So it’s Rose’s birthday and she gets a card inviting her to a nice birthday thing at the Masterchef kitchen…well that’s how you want to celebrate a birthday…for a team challenge of course. They’re preparing high tea for 100 guests. They’ll prepare them at the Masterchef kitchen and taking the food to the Hotel Windsor for service…ohhhh sounds good to me!!! Mind you the Hotel Windsor has been serving high tea since 1883…just a tad of history.
But for inspiration they’ve invited a few dessert chefs…Kirsten Tibballs from Savour, Darren Purchase from Burch and Purchese, Bernard Chu from LuxBite and Christie Tania from Om Nom. Georgia is fangirling over Darren Purchese, well I can understand that!!!
George goes 1, 2, 1, 2, to pick the teams, bit old school there…bless it. Oh and Rose is the captain because it is her birthday and she’s got Sara, Billie, Jessie and Matthew. The other captain is Reynold with Georgia, Ashleigh, Jessica and Amy.
They have to make at least 5 sweet items, enough to fill 25 stacks, so at least 80 of each item and they’ve got 3 hours to cook, 30 minutes to set up when they get there to dish up and 30 minutes to serve.
So all seems to be going well to start with, Rose has drawn diagrams of each dish so they know how each will look and Reynold is feeling like he’s under a lot of pressure, but personally I think he’ll go well given the skills he has in the kitchen. Then Ashleigh has choux pastry issues. Rose thankfully is thinking about transporting as she wants it all to be transported okay and suggests that Jessie tests her shortbread while she’s mixing it to test the mixture. Then Gary checks on Ashleigh’s choux buns and her testers are very small, so now she’s having to redo the second batch before putting them in the oven and Gary’s telling her to settle.
The red team are thinking about transport even more because of a meringue element and also listening to what the dessert chefs said about having the same element across two sweets, which is good. Poor Reynold on the other hand is answering and fixing a million things while trying to do his own cooking. Unlike Rose who is constantly checking on her team-mates, especially poor Billie who is struggling to make 170 tart shells.
The blue team are racing all over the place and things are looking all over the place in terms of consistency. Now disaster has hit the red team…15 minutes to go and they can’t get the tart shells out of the tins and they’re used in 2 desserts, poor Billie used spray oil on the tray and Rose was worried about it, with good reason now. They now decide to use the tart shells at a crumble that they’ll plate up when they get to the Hotel Windsor.
Georgia’s doing the tapioca and lime dessert and piping lime curd but needs 11 more…no good as there’s no backup curd and they need to pack everything up to go to the Hotel Windsor. Oh and if it’s not packed it can’t be taken…so it’s a mad dash to pack everything up. Then next thing you know a blender lands on Sara’s cakes and they haven’t even left the Masterchef kitchen yet. Thankfully she made 85 because 5 were squashed.
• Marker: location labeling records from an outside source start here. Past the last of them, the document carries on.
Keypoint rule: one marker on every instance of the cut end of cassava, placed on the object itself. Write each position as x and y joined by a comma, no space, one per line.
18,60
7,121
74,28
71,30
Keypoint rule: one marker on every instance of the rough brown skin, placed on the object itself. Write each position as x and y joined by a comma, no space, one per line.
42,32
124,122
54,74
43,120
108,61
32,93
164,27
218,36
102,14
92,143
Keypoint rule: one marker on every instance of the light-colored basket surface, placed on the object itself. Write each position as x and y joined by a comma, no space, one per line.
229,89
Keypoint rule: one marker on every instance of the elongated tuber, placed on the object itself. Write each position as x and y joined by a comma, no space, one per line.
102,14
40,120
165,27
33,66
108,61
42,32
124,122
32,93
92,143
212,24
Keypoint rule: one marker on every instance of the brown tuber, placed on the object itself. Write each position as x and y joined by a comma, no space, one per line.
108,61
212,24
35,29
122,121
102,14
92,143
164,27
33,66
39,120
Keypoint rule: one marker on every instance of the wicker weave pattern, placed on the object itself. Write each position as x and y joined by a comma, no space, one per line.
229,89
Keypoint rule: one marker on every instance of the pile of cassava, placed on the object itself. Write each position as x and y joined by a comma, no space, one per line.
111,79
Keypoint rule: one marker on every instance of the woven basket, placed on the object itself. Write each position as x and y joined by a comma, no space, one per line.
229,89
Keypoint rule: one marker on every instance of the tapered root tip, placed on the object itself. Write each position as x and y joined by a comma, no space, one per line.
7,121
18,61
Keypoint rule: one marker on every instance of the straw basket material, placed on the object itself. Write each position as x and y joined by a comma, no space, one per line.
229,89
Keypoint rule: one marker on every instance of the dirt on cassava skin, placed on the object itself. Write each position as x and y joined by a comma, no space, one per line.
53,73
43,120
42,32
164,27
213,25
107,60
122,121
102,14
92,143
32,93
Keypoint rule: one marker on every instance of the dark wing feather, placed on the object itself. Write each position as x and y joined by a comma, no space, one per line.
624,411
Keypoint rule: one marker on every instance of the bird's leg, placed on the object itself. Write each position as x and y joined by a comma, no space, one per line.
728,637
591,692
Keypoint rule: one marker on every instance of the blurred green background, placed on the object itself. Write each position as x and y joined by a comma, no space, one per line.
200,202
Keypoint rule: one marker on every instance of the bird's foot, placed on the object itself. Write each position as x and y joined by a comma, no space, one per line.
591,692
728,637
Time to load the vans and get to Hotel Windsor. They get there and Matthew’s meringue didn’t travel well, so they ditch it and use crème fraiche instead and they’re madly putting the final touches on. The blue team are putting everything together, but Reynold isn’t too sure about how the stands will look and George tells him he’s running around like a headless chook and to do a line up…gee good thing that Reynold realises what he’s going on about.
Service starts and the blue team have almost all their stands done…red team don’t quite have that many stands done…and we go to another damn ad break.
The blue team takes their stand to the judges and Darren is excited to try it. They’ve got a chocolate mousse “popsicle” with popping candy and the first comment is about how soft it is. Bernard thinks it is simple but perfect.
Then a raspberry profiterole with white chocolate glaze and Christina and Kirsten think it is good.
Next is strawberry shortcake and Matt loves the biscuit.
Then coconut and lime curd jar with tapioca, Darren likes all the flavours and thinks it is really fun.
Last up is the hazelnut praline tart and they’re not overly keen on it, or the pastry in particular.
There are 8 minutes left in service and red are still putting dishes on plates and stands…they’re not overly rushing things, but they finally get them done. The red team takes their stand to the judges. First up is blackberry verrine, which looks quite nice in a tube. Then passionfruit curd meringue…which of course has no meringue which Gary asks about, Christina quite likes the texture of the curd. Then chocolate tiramisu crumble and Matt quite enjoys it and thinks it is cute. Then spiced carrot and orange cake, which is rubbery and dense and chewy. Then rosemary shortbread with goat’s cheese curd and Christina likes that as does Matt.
Straight out Matt says one team blitzed it in the tasting and it wasn’t a close call today and announces the blue team as the winners and they look shocked. So it means that Rose, Sara, Matthew, Jessie and Billie are through to elimination and of course Billie has her immunity pin if she chooses to use it.
Oh and we find out that the eliminated contestants are back…with a twist, of course there’s a twist.